Efforts to reach the Chairman of the Adhoc Committee on review of the Constitution and Deputy Senate President, Ike Ekweremadu yesterday, were futile as he did not pick calls placed to his two lines.

Meanwhile, the face-off between the Presidency and the Senate over the trial of Senate President Abubakar Bukola Saraki and his deputy, Ike Ekweremadu for alleged forgery of Senate Rules has deteriorated.

The Secretary to the Government of the Federation (SGF) David Babachir Lawal, had described the last confab as a “job for the boys, a remark which the Deputy Chairman of the Conference, Professor Bolaji Akinyemi, took a serious exception to.

Several sources noted yesterday that the federal lawmakers made the adoption following their conviction that the document contained useful suggestions that could move the country forward on the path of greatness.

“It therefore means that the proponents and opponents of the report can now come to the National Assembly and do business with lawmakers who are true representatives of the people. It is an endorsement of the work of the elders and patriots who were paid from the national coffers to sit and discuss our common project,” a source said yesterday.

Another statement from the Office of the Deputy Speaker, Sulaimon Lasun Yusuf, confirmed the development yesterday.

According to the statement by his spokesman, Mr. Wole Oladimeji, the ‎decision to adopt the confab report was taken at a working session/retreat of the committee recently in Abuja
“The meeting was presided over by the chairman of the committee who doubles as the Deputy Speaker of the House, Rt. Hon.
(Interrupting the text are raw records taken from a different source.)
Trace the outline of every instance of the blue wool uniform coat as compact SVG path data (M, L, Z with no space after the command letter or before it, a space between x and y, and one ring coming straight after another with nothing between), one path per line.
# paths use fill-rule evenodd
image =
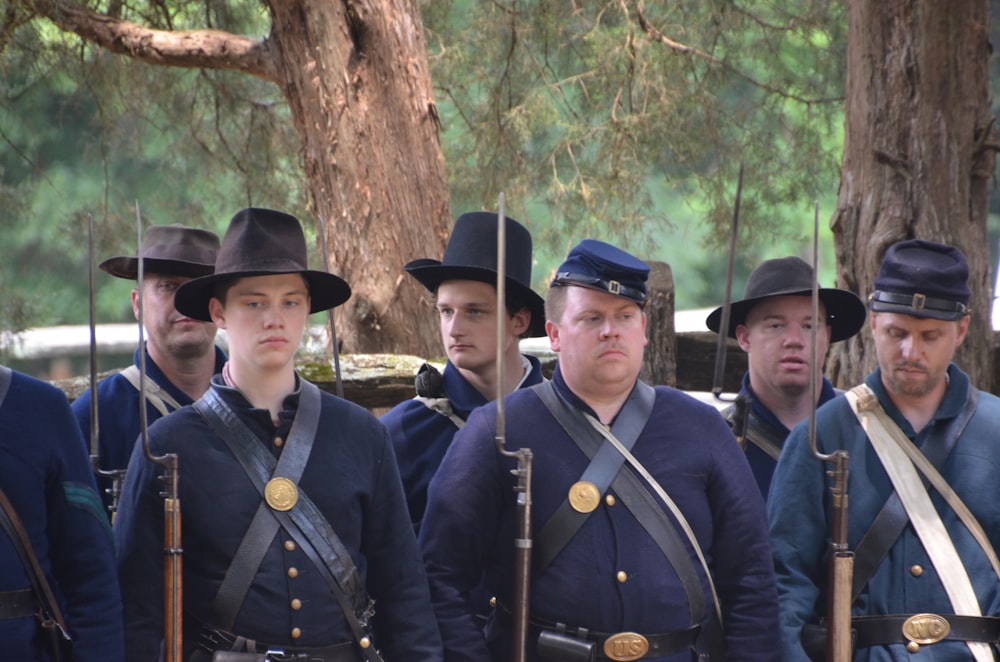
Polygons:
M77 662L124 660L111 528L62 391L15 372L0 406L0 486L63 608ZM0 591L31 588L0 529ZM4 660L46 660L33 617L0 620Z
M521 388L541 383L542 365L534 356L527 356L531 371L525 375ZM488 401L449 361L442 374L444 394L451 402L452 410L459 418L466 420L476 407ZM429 409L417 400L406 400L390 409L382 422L389 428L399 463L399 475L403 479L403 491L410 508L410 519L415 531L420 529L420 520L427 509L427 486L434 477L445 451L458 432L458 427L450 418Z
M930 423L920 434L915 434L889 400L881 374L876 369L866 383L893 421L918 447L927 441L932 428L945 425L958 415L971 388L968 377L956 366L950 366L950 384L944 400ZM820 452L844 449L850 455L848 542L855 549L891 494L892 484L845 397L836 398L817 412L816 428ZM994 489L1000 473L997 430L1000 430L1000 399L981 392L975 415L940 469L979 520L995 549L1000 547L1000 500ZM830 523L825 472L829 465L813 457L807 434L804 424L792 431L768 499L781 604L782 646L784 659L789 661L806 659L799 643L802 626L817 622L825 613L826 601L825 554ZM1000 616L1000 581L985 555L958 516L934 491L931 500L965 563L983 615ZM914 566L922 568L922 573L911 572ZM912 526L908 526L854 603L852 613L860 616L918 612L951 614L954 610L930 558ZM922 646L918 657L921 662L972 659L964 643L952 641ZM859 649L854 659L910 660L913 656L902 644L897 644Z
M743 385L740 388L740 393L746 396L750 402L750 411L757 416L761 423L771 428L775 436L781 439L788 438L790 430L754 394L753 388L750 385L749 372L743 376ZM824 377L823 386L819 392L819 402L816 403L817 406L829 402L835 397L837 397L837 392L834 390L833 384ZM774 475L774 468L778 463L772 460L771 456L762 451L759 446L750 442L747 442L746 454L747 462L750 463L750 471L753 472L754 480L757 481L757 487L760 488L760 493L764 498L767 498L767 494L771 489L771 477Z
M558 369L553 382L570 402L589 411ZM516 391L505 402L508 448L530 446L534 453L532 530L537 532L588 460L533 390ZM494 403L480 407L456 435L431 481L420 530L448 660L508 659L506 638L491 642L487 651L468 603L482 570L488 588L504 603L510 604L512 594L515 463L497 453L495 417ZM722 604L727 659L777 660L778 611L764 501L726 423L714 408L657 387L652 416L632 452L674 499L704 550ZM712 609L706 578L690 553ZM624 581L620 572L626 573ZM600 503L535 576L530 596L533 617L593 631L656 634L690 625L679 578L616 500ZM533 641L528 648L529 659L537 659ZM689 662L691 656L657 659Z
M277 457L291 428L299 392L286 398L275 427L216 376L215 389ZM299 481L350 551L375 599L377 643L390 660L441 657L427 580L407 517L392 445L367 410L328 393L308 464ZM176 453L184 546L184 647L197 644L210 607L261 497L193 407L161 418L149 430L154 454ZM125 602L129 662L156 660L163 636L163 499L157 476L137 444L115 518ZM232 632L276 647L307 648L351 641L343 613L320 572L284 529L271 542ZM294 570L293 570L294 569ZM301 608L290 607L293 600ZM300 636L292 635L298 628ZM185 655L187 657L187 655Z
M135 351L135 365L139 365L139 350ZM226 355L218 347L215 348L215 373L222 372ZM156 365L149 352L146 352L146 378L152 380L160 388L181 405L193 402L187 393L180 390L167 379L160 367ZM83 432L86 452L90 454L90 398L91 390L87 389L73 401L73 415L76 416ZM156 407L146 403L146 421L152 425L160 418ZM101 457L102 469L124 469L132 456L132 447L139 437L139 391L120 374L114 374L102 379L97 384L97 450ZM111 479L105 476L97 478L101 499L107 508L111 505Z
Sulaimon Lasun Yussuff,” he added.

Also, yesterday, the chamber insisted that constituency projects were for the benefit of constituents, saying they are not personal projects of members.

In a statement, the House’s spokesman, Abdulrazak Namdas, remarked that the idea was mooted in a bid to ensure equitable development in the polity.
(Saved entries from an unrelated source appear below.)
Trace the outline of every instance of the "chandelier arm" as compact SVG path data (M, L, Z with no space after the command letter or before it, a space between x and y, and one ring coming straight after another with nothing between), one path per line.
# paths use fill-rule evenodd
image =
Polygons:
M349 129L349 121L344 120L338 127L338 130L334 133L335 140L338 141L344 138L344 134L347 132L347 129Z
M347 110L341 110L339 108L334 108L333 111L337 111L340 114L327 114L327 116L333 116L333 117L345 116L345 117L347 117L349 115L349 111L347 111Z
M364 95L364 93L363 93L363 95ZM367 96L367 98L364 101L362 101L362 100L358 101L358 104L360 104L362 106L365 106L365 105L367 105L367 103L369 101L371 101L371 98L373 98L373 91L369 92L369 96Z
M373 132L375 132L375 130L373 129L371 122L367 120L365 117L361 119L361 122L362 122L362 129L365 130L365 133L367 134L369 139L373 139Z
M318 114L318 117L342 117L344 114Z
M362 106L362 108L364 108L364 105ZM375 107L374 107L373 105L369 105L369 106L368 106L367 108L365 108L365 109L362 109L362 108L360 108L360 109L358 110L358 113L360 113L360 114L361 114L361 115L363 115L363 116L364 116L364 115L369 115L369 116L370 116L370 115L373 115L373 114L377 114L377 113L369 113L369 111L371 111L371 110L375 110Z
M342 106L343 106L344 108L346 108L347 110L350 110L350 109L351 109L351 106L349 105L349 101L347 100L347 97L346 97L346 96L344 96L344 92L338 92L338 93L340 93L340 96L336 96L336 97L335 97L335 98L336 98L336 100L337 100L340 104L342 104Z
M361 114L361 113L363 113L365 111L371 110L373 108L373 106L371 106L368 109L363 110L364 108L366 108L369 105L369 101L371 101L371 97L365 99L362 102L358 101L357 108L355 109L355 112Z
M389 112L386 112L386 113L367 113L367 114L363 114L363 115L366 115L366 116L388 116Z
“All monies budgeted for constituency projects are domiciled in respective ministries, departments and agencies. It is the executive that awards the contracts and executes them in the same manner as all other projects,” he clarified.

Attorney General of the Federation (AGF), Abubakar Malami, who was invited to appear before the Senate Committee on Judiciary, Human Rights and Legal Matters yesterday to answer questions on the prosecution of the two presiding officers, did not honour the invitation.

Consequently, the upper chamber is threatening to issue a warrant of arrest to compel him to appear.

But the Presidency was quick to declare that the Senate had no right to invite the AGF to answer questions on a matter in which it is an interested party.

The Special Assistant on Public Prosecution to the President, Okoi Obono-Obla, who stood in for the AGF but was walked out by committee, however noted that it was wrong for the Senate to have invited the AGF on a matter pending in court.

Justifying the action of the committee in refusing to listen to the presidential aide, chairman of the committee, David Umar, said: “It is the AGF‎ the committee invited. We did not invite the President and since he is not here, it means he did not respond to our invitation. The AGF was only invited to provide explanation on the issue. The best we will do now is to report to plenary and Senate at plenary will take the last decision.”